Monika spürte, dass sein Blick auf ihr ruhte. Sie zog mit einem winzigen Schraubenzieher die Schrauben an. Dabei spürte sie, dass ihr immer wieder kalt und warm wurde. Um sich besser konzentrieren zu können, stellte sie sich ans Fenster und drehte Alex dem Rücken zu. Aber es half nicht. Jetzt spürte sie seinen Blick im Rücken. Es machte sie nervös.
Sie war froh, dass sie mit der Arbeit gut vorankam. Sie schaltete die Bohrer ein und glättete die Klebstoffreste.

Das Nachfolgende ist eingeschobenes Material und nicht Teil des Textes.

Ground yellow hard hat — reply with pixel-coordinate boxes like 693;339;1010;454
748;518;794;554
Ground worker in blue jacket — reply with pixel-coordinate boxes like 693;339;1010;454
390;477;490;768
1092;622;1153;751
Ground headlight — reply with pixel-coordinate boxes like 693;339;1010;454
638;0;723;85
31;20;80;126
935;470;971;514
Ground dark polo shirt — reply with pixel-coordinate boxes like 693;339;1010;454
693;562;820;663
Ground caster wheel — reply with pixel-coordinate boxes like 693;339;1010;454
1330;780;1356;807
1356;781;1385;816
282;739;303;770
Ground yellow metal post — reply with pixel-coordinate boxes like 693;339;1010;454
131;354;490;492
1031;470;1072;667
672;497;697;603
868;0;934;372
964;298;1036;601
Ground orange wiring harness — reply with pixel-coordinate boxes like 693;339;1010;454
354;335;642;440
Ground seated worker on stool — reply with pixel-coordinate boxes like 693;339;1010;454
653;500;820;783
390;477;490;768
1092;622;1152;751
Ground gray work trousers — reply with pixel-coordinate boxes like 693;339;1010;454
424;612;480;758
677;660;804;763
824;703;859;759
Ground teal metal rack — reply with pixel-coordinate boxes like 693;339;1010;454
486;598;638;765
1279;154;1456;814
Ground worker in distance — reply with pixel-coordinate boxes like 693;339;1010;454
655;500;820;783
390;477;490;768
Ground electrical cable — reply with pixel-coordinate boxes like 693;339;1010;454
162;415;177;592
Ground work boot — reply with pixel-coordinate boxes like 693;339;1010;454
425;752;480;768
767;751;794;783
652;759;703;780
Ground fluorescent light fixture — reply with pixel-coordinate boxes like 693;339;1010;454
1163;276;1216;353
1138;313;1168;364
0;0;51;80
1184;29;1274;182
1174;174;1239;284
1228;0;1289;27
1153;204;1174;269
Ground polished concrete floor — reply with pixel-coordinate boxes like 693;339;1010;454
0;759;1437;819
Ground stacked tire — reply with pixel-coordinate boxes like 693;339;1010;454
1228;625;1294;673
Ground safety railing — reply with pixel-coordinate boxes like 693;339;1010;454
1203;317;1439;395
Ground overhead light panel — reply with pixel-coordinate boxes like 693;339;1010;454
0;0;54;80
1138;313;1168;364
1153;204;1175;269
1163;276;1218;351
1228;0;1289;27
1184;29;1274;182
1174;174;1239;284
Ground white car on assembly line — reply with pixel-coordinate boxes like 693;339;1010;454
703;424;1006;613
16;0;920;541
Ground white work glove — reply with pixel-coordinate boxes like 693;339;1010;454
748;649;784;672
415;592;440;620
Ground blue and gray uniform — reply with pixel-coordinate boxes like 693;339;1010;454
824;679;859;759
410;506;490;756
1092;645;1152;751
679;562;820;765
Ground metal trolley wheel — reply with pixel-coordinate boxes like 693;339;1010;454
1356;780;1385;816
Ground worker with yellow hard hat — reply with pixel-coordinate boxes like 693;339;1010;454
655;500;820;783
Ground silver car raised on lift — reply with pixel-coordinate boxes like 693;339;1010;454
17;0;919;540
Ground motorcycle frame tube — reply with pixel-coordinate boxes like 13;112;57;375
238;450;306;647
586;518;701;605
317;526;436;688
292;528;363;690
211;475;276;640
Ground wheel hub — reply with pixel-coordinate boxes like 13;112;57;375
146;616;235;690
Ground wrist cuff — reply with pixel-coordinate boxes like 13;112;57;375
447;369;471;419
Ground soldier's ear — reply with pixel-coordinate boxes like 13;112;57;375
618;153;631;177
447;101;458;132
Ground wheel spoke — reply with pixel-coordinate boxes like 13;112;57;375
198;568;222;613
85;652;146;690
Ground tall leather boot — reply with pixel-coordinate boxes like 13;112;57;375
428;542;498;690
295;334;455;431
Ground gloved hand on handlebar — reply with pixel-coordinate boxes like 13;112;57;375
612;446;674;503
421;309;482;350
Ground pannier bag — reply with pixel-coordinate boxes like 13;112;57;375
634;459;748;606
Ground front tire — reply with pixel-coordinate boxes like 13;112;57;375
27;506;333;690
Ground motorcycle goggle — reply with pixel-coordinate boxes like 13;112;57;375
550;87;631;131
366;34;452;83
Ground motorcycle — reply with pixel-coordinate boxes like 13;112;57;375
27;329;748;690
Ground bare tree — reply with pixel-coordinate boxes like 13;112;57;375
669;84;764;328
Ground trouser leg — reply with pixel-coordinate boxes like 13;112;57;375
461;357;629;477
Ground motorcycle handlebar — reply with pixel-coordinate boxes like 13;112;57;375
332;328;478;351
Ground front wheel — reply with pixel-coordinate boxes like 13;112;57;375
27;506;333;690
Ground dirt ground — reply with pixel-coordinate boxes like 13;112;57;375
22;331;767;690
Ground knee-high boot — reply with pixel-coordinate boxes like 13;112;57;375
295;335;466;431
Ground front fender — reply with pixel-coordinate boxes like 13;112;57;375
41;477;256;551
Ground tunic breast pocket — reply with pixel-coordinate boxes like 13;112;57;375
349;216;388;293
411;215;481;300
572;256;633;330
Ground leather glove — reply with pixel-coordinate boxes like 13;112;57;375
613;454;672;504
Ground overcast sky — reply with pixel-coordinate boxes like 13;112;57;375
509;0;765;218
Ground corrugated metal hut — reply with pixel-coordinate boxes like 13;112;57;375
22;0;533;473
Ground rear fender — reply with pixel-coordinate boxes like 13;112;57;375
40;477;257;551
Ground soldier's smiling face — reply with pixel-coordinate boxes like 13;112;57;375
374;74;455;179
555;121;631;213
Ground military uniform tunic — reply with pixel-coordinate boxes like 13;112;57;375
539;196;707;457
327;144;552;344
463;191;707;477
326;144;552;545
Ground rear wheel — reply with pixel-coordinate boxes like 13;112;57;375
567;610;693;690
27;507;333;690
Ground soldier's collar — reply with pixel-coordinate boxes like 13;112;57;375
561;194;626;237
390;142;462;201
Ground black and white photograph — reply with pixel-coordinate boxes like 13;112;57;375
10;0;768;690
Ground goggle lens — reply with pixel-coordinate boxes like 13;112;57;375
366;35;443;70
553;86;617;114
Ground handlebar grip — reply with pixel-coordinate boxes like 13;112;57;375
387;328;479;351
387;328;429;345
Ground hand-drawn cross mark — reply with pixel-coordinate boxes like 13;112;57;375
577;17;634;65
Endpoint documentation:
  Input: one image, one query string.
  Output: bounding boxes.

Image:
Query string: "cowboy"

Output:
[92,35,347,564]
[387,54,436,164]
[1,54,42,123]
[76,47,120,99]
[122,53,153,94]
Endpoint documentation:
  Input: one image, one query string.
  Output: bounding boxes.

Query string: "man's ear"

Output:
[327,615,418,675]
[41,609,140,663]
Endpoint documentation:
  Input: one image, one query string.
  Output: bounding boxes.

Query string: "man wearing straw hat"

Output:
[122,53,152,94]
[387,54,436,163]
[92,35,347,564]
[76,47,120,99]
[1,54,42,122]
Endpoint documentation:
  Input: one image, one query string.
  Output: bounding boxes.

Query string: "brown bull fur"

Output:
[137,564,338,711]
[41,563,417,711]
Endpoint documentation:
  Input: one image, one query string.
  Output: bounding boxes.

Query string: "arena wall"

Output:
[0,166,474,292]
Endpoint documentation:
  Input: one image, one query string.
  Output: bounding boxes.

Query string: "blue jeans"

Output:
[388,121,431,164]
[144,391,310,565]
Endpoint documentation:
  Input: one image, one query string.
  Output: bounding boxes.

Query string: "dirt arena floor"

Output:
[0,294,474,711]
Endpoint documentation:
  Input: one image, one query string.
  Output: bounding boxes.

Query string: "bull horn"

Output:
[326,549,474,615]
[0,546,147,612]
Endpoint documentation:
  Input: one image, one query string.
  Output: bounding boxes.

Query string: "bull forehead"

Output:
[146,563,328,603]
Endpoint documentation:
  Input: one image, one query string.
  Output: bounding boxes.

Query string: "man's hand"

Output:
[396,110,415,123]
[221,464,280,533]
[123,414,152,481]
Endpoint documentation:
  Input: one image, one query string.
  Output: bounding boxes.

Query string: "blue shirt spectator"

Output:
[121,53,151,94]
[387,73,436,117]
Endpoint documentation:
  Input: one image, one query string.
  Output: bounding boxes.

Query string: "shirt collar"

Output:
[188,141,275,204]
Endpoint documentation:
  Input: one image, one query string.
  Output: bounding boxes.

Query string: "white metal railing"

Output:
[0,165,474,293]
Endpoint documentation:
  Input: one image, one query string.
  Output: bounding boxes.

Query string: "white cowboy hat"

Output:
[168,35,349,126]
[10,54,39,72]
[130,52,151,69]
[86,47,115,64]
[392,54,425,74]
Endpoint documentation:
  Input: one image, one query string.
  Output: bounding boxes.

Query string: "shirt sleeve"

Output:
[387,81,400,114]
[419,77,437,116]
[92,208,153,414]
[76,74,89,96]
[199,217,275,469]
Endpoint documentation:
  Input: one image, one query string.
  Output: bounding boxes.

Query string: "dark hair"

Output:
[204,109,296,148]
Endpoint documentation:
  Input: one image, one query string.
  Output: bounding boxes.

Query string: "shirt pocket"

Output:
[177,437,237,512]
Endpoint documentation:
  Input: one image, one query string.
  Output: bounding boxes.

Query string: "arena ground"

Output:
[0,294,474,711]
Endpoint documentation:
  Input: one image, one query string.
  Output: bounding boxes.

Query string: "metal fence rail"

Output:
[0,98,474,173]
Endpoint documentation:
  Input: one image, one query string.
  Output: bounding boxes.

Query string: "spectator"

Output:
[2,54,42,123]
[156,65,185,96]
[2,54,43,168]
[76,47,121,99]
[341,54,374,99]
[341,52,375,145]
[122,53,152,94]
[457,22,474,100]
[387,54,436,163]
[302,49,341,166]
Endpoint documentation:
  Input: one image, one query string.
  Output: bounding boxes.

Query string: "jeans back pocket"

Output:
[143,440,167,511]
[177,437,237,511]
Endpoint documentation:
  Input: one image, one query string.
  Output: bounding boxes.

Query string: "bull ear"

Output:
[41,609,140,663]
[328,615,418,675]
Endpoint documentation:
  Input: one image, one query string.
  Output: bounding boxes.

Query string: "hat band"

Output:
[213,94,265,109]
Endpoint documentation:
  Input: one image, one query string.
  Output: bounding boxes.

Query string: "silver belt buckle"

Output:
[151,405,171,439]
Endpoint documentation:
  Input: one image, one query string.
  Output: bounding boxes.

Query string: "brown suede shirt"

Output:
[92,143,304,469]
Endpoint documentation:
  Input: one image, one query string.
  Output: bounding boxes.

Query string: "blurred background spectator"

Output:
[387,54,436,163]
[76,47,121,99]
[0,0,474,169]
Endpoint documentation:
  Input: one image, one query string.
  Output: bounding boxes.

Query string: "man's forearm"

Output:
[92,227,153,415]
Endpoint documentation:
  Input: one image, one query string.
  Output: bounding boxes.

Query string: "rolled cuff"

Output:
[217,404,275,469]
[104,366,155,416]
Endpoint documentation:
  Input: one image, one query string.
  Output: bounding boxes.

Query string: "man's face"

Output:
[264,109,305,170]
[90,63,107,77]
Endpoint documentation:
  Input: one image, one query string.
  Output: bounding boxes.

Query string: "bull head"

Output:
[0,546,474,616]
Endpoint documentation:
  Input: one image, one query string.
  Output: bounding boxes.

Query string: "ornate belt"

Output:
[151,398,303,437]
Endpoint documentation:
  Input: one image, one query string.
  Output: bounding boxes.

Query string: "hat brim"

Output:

»Kann ich mir eine kleine Zange mitnehmen? Ich bringe sie später zurück, wenn ich Paul die Spange angepasst habe. Als er drauftrat, ist sie nicht nur in zwei Teile zerbrochen, einige Drähte haben sich verbogen.«
»Wäre es nicht besser gewesen, wenn Paul doch gleich mitgekommen wäre?«
»Sicher wäre das einfacher gewesen. Der Junge hat eine schlimme Zeit durchgemacht. Keiner wollte ihn unter Druck setzen. Seine Eltern sind glücklich, dass ihm nichts zugestoßen ist. Ihnen tut es sehr leid, dass er weggelaufen war. Sie geben sich eine Mitschuld, weil sie darauf bestanden hatten, dass er die Spange immer trägt. Sie hatten einfach kein Ohr für seine Nöte. In der Schule erging es Paul nicht besser. Kinder können schlimm sein. Er wurde sehr gehänselt.«
Monika spülte die Zahnspange ab, betrachtete sie noch einmal, dann packte sie sie ein.
»Fertig!«, sagte sie.
»Das freut mich. Dann trinken wir jetzt einen Kaffee zusammen«, sagte Alex.
Sie schaute auf die Uhr und schüttelte den Kopf.